Mais voilà, à force de décliner les corsets de toutes les façons imaginables, et ce depuis ses débuts dans les années 1980, peut-on encore parler d’élégance? Oui, les œuvres de Jean-Paul Gaultier peuvent-elles être dites «élégantes»? Interrogations d’autant plus pertinente que deux jeunes femmes sont passées à côté de moi, l’une d’elles montrant une robe on ne peut plus classique en murmurant «Ah, ça, tu vois, je pourrais le porter»…
Et je me suis donc tout naturellement posé la question suivante : «C’est quoi, au juste, l’élégance?». Je me suis alors souvenu du Dictionnaire philosophique portatif de François Marie Arouet, dit Voltaire, dans lequel une des entrées est le mot «Élégance». Sa définition : «Ce mot, selon quelques-uns, vient d’electus (choisi).

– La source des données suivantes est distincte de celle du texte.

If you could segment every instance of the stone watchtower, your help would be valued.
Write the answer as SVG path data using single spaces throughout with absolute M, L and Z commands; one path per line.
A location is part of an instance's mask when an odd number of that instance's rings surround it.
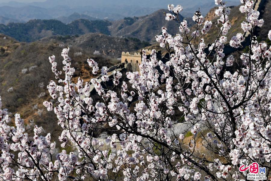
M 151 53 L 151 50 L 145 49 L 147 55 L 149 55 Z M 137 71 L 138 69 L 139 64 L 141 63 L 142 56 L 140 52 L 136 52 L 133 54 L 127 52 L 121 52 L 121 63 L 125 64 L 129 63 L 131 64 L 133 71 Z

On ne voit pas qu’aucun autre mot latin puisse être son etymologie : en effet, il y a du choix dans tout ce qui est élégant. L’élégance est un résultat de la justesse et de l’agrément.»
Voltaire poursuit en indiquant que Cicéron se servait de ce mot «pour exprimer un homme, un discours poli». Il s’agit dès lors d’une attitude, d’une forme d’expression du raffinement. «L’élégance d’un discours n’est pas l’éloquence, c’en est une partie : ce n’est pas la seule harmonie, le seul nombre; c’est la clarté, le nombre et le choix des paroles. (…) Un discours peut être élégant sans être un bon discours, l’élégance n’étant en effet que le mérite des paroles; mais un discours ne peut être absolument bon sans être élégant», ajoute-t-il.
«Un orateur peut convaincre, émouvoir même sans élégance, sans pureté, sans nombre. (…) Le grand point dans l’art oratoire, c’est que l’élégance ne fasse jamais tort à la force», précise-t-il.